Ein Problem sind rostende Eisenteile: Anker, Dübel und Dornen. "Rost bedeutet Volumenvergrößerung. Die Folgen sind Rissbildung im Mauerwerk, bis hin zur Absprengung von Steinteilen", erklärt Jürgen König, der Leiter des Staatlichen Bauamts Bamberg.

Eine der Hauptarbeiten diesmal ist die Reinigung der Mauern von Ablagerungen. Laserlicht lässt die schwarzen Krusten verdampfen, die sich im Laufe der Jahrhunderte durch in den Stein eingewaschene Schmutzteilchen entstanden sind.
Das passiert keineswegs nur wegen der Optik, sondern vor allem, um dem Stein wieder mehr Atmungsaktivität zu ermöglichen.

"Wir dünnen die Patina und die Krusten aus und arbeiten dabei sehr gebäudeschonend. Der Stein soll weder zu sehr angegriffen werden, noch soll sich der Eindruck, den die Türme von der Farbe her bieten, zu sehr ändern", erläutert der Leiter der Dombauhütte, Ulrich Först. "Eineinhalb Quadratmeter Fläche so zu behandeln, dauert einen ganzen Arbeitstag".
Zudem werden die Dachflächen angeschaut und bei Bedarf repariert, das Fugenbild überarbeitet und eine Schadens- und Maßnahmenkartierung durchgeführt. Jürgen König: "So handnah kommt man dort selten heran."

Zwei bis drei Mitarbeiter der Dombauhütte sind täglich auf der Turmbaustelle beschäftigt. "Dabei haben wir meistens nur sechs Monate, mit viel Glück auch manchmal etwas mehr, um dort oben etwas zu machen. In diesem Jahr konnten wir erst Ende April anfangen. In über 40 Metern bei Wind und Wetter zu arbeiten ist bei sechs oder sieben Grad kaum möglich", so Ulrich Först.


Mit dem Mauerwerk verklemmt

11,40 Meter lange Stahlträger sind durch die Öffnungen in den Domtürmen geschoben. Je vier davon an beiden Türmen und ein Kranz aus Stahlträgern außen herum bilden das Fundament für die hängenden, mit dem Mauerwerk verklemmten Gerüste.

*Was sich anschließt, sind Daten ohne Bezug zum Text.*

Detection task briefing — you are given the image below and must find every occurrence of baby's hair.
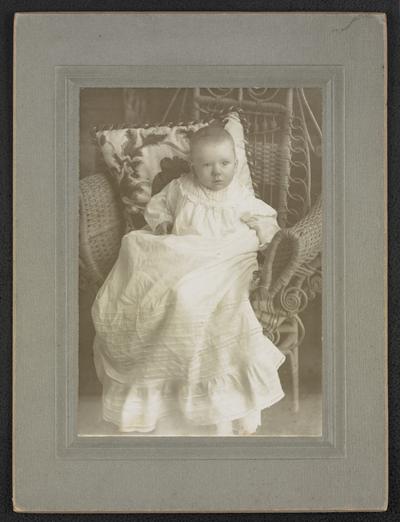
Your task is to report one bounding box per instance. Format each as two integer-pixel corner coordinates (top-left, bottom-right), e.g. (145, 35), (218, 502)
(190, 125), (236, 154)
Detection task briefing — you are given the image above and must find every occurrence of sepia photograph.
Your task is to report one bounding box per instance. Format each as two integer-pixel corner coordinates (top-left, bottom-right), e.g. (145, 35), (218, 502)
(14, 12), (393, 513)
(78, 86), (323, 437)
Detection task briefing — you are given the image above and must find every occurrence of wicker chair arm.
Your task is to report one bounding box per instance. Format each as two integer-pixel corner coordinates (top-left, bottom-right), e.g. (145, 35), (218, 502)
(260, 196), (322, 299)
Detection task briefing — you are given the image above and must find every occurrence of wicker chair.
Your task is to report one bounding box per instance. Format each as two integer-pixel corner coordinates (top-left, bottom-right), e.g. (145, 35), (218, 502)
(80, 89), (322, 411)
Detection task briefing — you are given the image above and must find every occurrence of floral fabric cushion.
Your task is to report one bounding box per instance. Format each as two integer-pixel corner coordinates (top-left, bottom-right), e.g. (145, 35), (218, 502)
(95, 111), (252, 229)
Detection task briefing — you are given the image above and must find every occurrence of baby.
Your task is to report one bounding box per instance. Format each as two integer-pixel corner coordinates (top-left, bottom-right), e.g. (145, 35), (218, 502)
(92, 126), (284, 435)
(153, 127), (277, 246)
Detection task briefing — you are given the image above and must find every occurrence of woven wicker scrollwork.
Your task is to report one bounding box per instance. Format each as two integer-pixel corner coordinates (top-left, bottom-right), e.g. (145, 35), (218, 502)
(280, 286), (308, 315)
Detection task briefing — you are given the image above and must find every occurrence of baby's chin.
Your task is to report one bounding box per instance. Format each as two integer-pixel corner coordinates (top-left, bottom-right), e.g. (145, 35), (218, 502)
(204, 181), (231, 192)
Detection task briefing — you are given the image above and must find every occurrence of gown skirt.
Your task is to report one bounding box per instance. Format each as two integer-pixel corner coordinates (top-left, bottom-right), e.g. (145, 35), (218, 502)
(92, 229), (285, 432)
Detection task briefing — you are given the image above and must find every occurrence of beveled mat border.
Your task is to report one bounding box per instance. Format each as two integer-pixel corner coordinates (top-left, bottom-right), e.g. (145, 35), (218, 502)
(13, 12), (386, 512)
(55, 65), (346, 460)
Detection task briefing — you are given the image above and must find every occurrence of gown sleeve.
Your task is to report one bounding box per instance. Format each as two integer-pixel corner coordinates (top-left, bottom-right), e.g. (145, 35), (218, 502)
(241, 189), (280, 248)
(144, 179), (179, 231)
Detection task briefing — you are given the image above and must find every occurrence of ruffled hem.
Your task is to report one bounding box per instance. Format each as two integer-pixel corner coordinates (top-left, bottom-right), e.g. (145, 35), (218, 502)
(96, 354), (285, 433)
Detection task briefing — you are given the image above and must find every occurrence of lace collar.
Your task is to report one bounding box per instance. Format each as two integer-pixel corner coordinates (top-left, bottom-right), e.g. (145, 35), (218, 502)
(181, 172), (245, 206)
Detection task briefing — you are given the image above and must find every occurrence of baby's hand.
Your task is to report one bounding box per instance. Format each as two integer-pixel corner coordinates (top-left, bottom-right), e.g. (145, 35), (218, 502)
(240, 214), (279, 246)
(154, 221), (172, 236)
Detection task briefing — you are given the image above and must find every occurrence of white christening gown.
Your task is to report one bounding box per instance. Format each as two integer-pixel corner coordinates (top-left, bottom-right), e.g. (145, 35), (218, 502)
(92, 174), (285, 432)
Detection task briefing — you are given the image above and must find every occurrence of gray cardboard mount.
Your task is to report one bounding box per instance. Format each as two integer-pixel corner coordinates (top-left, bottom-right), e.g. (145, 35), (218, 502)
(13, 13), (387, 512)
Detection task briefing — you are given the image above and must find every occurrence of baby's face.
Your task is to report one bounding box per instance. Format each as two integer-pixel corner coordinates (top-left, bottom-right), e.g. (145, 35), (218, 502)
(192, 141), (236, 190)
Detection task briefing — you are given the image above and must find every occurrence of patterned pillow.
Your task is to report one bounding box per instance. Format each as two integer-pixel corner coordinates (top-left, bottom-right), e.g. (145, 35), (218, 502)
(95, 111), (252, 229)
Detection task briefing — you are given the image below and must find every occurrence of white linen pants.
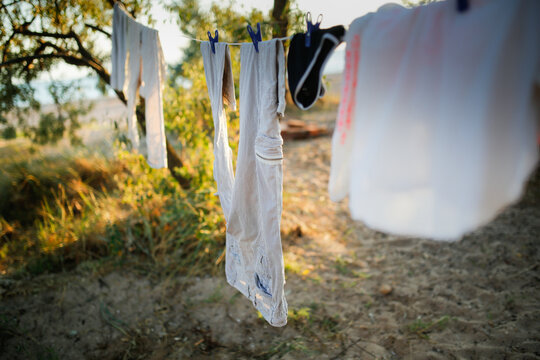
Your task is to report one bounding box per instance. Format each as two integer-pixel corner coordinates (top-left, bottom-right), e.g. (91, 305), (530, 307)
(201, 40), (287, 326)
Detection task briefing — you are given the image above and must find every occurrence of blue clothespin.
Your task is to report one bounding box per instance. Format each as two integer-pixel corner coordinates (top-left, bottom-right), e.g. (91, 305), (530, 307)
(247, 23), (262, 52)
(305, 11), (322, 47)
(457, 0), (469, 12)
(208, 30), (219, 54)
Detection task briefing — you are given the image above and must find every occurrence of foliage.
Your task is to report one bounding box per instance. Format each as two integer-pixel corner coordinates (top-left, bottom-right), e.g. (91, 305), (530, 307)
(0, 139), (224, 274)
(0, 1), (306, 273)
(0, 0), (151, 142)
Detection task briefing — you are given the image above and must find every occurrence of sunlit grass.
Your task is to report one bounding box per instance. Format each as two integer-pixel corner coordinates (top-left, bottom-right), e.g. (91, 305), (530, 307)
(0, 139), (224, 274)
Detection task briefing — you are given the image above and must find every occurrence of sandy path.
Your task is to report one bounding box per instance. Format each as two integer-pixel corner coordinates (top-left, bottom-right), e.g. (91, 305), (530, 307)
(0, 138), (540, 359)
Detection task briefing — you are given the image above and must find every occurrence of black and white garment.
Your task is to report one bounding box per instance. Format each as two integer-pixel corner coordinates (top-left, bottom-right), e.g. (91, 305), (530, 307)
(287, 25), (345, 110)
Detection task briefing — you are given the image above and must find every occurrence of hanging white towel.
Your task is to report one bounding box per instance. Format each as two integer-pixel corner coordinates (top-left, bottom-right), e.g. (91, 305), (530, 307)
(111, 2), (167, 168)
(329, 0), (540, 240)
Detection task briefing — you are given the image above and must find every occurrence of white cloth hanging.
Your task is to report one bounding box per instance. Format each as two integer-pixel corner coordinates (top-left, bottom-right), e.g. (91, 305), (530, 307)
(201, 39), (287, 326)
(329, 0), (540, 240)
(111, 2), (167, 168)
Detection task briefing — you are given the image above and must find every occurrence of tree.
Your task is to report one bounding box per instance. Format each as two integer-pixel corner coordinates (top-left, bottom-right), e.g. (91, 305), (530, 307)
(0, 0), (302, 188)
(0, 0), (189, 188)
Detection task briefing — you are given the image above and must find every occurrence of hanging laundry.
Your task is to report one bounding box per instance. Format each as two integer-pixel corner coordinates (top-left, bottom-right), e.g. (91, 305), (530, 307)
(329, 0), (540, 240)
(111, 2), (167, 168)
(201, 39), (287, 326)
(287, 25), (345, 110)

Von dort aus lassen sich mehrere Ebenen nach oben und nach unten bauen. Ist ein Turmabschnitt saniert, wird alles ein Stück tiefer angebracht. "Dieses Verfahren verursacht keinen Schaden an der Bausubstanz. Es entsteht kein einziges Bohrloch deswegen", versichert Jürgen König. "Für den Aufbau des Aufzugs konnten historische Gerüstlöcher wiederverwendetet werden. "

Aufzug, Gerüst und Brücke werden noch einige Jahre gebraucht. Das Staatliche Bauamt hat ein jährliches Budget für die Arbeiten am Dom.